Another thing to notice is that when adding new nodes or edges to a graph whose features are already set(the value is not None), zero padding will be performed on the newly added instances.

g.add_nodes(1)
g.node_features     # Zero padding is performed
>>> {'node_feat': tensor([[-2.2053, -0.9236, -0.4437, -0.7142,  1.5309, -1.5863,  0.6002, -0.6847,
      1.3772,  0.1066],
    [ 0.8875,  1.7674, -0.0354, -0.7681, -2.6256, -1.3399, -2.3798, -0.7418,
      1.2901,  0.6641],
    [-1.5530,  0.9147,  0.0618, -0.0879,  1.0005,  1.2638, -1.4481,  1.2975,
     -0.0304,  0.8707],
    [-0.3448, -0.7484, -1.0194, -0.5096, -0.2596,  0.1056,  1.1560,  0.3463,
     -0.1986,  0.9243],
    [-0.3555, -0.7062, -1.0459,  0.1305, -0.1338,  1.2952,  1.2923, -0.5740,
     -0.5492, -0.2497],
    [-0.7125,  1.2456, -0.2136,  0.8562,  1.8037, -0.0379, -1.6863,  1.2693,
     -0.1980, -0.3153],
    [ 0.4099, -0.8295,  0.6984,  0.4125, -0.8396,  1.8205, -1.1458, -0.0837,
     -0.2388,  0.0552],
    [-1.4068, -1.9334, -0.0367, -1.3297,  1.0705, -0.5606, -0.0458,  0.1358,
      1.3042, -0.8282],
    [ 0.7764,  0.1442,  1.6043,  0.1052,  1.4648, -2.1791,  0.6740,  0.2858,
      0.0482,  0.9058],
    [-1.5054,  0.8992,  0.0893, -1.2325,  0.8888, -1.2222,  2.0569,  0.0218,
      1.5519, -0.8234],
    [ 0.0000,  0.0000,  0.0000,  0.0000,  0.0000,  0.0000,  0.0000,  0.0000,
      0.0000,  0.0000]]),
    'node_emb': None,
    'zero': tensor([0., 0., 0., 0., 0., 0., 0., 0., 0., 0., 0.]),
    'idx': tensor([0, 1, 2, 3, 4, 5, 6, 7, 8, 9, 0])}

Attributes

Another important attached information is attribute. Like features, attribute is related to each node/edge instance and is basically a list of dictionaries. The list index corresponds to the node/edge index and the dictionary at each position stands for the corresponding attributes of that instance. Essentially, attribute is designed to make up for the limit of features in storing arbitrary objects. The reserved keys are node_attr for node attributes and edge_attr for edge attributes.

g = GraphData()
g.add_nodes(2)  # Add 2 nodes to an empty graph
g.node_attributes
>>> [{'node_attr': None}, {'node_attr': None}]
g.node_attributes[1]['node_attr'] = 'hello'
g.node_attributes
>>> [{'node_attr': None}, {'node_attr': 'hello'}]

Features vs. Attributes

To make it clear, in this subsection we compare the differences between features and attributes in order for users to better utilize them.

  1. Types of storage

features store only the numerical feature objects. In current version these data are PyTorch tensors. The shape of these tensor data should be consistent with the number of nodes/edges in the graph. Specifically, the first dimension of the tensor data corresponds to the number of instances. For example, in a graph with 10 nodes and 20 edges, the shape of any node feature tensor should be [10, *] and [20, *] for any edge feature.

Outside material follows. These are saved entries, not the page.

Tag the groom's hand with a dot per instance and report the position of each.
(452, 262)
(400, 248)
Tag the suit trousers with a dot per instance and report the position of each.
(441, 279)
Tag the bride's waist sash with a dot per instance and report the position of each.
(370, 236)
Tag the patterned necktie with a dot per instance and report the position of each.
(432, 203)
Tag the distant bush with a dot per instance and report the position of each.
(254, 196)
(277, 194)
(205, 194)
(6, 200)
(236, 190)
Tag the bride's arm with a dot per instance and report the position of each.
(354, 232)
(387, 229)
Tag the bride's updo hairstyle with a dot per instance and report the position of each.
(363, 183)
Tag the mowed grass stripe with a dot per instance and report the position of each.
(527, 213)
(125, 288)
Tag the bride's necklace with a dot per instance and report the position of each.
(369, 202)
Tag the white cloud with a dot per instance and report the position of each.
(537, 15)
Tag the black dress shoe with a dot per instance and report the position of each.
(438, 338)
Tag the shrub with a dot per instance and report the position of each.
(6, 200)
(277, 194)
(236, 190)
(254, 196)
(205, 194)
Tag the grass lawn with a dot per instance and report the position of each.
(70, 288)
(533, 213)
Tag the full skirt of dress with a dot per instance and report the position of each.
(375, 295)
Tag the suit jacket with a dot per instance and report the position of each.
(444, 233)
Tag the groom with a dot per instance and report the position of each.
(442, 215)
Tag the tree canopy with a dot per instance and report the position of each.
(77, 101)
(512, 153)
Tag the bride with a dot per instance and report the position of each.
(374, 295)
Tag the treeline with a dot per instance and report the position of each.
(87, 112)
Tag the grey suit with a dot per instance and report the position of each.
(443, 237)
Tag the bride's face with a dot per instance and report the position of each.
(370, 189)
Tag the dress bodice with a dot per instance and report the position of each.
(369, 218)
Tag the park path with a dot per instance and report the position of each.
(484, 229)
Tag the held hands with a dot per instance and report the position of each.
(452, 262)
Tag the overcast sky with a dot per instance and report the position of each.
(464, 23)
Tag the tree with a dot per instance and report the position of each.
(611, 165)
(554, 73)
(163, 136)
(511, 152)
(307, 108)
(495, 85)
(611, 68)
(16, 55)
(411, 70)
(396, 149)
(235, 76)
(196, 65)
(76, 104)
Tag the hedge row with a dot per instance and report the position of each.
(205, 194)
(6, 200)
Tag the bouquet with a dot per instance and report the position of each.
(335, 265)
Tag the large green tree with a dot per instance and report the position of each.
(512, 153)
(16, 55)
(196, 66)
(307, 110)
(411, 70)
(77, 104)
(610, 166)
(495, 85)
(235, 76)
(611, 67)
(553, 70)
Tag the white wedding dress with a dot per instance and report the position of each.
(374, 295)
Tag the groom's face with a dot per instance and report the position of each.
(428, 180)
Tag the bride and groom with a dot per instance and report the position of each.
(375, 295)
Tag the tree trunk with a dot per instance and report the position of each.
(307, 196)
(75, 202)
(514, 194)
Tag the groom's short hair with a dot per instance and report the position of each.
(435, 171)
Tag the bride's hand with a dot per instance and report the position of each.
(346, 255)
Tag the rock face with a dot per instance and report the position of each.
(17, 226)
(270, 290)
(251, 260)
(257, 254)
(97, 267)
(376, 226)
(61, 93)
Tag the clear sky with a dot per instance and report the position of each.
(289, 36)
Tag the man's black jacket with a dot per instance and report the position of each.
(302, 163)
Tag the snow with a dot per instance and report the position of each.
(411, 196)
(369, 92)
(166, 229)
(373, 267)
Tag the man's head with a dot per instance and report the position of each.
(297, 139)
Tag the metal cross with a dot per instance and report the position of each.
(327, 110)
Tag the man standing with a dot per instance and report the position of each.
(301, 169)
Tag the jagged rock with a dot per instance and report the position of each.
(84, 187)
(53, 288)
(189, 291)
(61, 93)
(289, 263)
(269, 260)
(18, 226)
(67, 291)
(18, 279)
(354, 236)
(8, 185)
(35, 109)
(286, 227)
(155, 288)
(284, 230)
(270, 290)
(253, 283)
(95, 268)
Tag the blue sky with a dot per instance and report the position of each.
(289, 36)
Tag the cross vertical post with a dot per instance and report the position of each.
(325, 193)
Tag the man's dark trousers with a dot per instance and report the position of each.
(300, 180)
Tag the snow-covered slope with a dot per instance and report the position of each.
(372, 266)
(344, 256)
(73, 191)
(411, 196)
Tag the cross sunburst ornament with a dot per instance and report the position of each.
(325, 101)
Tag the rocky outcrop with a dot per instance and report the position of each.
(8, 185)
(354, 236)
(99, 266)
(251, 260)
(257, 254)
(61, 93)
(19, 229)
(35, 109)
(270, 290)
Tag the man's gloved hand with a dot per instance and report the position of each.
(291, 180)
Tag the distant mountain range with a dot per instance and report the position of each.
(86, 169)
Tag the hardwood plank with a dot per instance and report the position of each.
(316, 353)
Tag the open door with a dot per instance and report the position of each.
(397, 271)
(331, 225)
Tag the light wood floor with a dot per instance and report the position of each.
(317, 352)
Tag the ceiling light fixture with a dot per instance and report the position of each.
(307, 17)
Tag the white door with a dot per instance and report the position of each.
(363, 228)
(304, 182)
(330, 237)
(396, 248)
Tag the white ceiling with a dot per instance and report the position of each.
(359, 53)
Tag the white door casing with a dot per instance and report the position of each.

On the other hand, attributes store arbitrary type of data. The data can be of any type and do not necessarily need to have a shape.

  1. Order of access

Both features and attributes have two levels of keys: names and indices. features are implemented as a dictionary where the keys are strings and values are tensors. Therefore, the first level of key is the feature names. In this way, the second level of keys are just direct access to the corresponding PyTorch tensors.

On the other hand, attributes are implemented as a list of dictionaries, where the list indices are the node indices. Therefore, when accessing attributes, users should use the index first.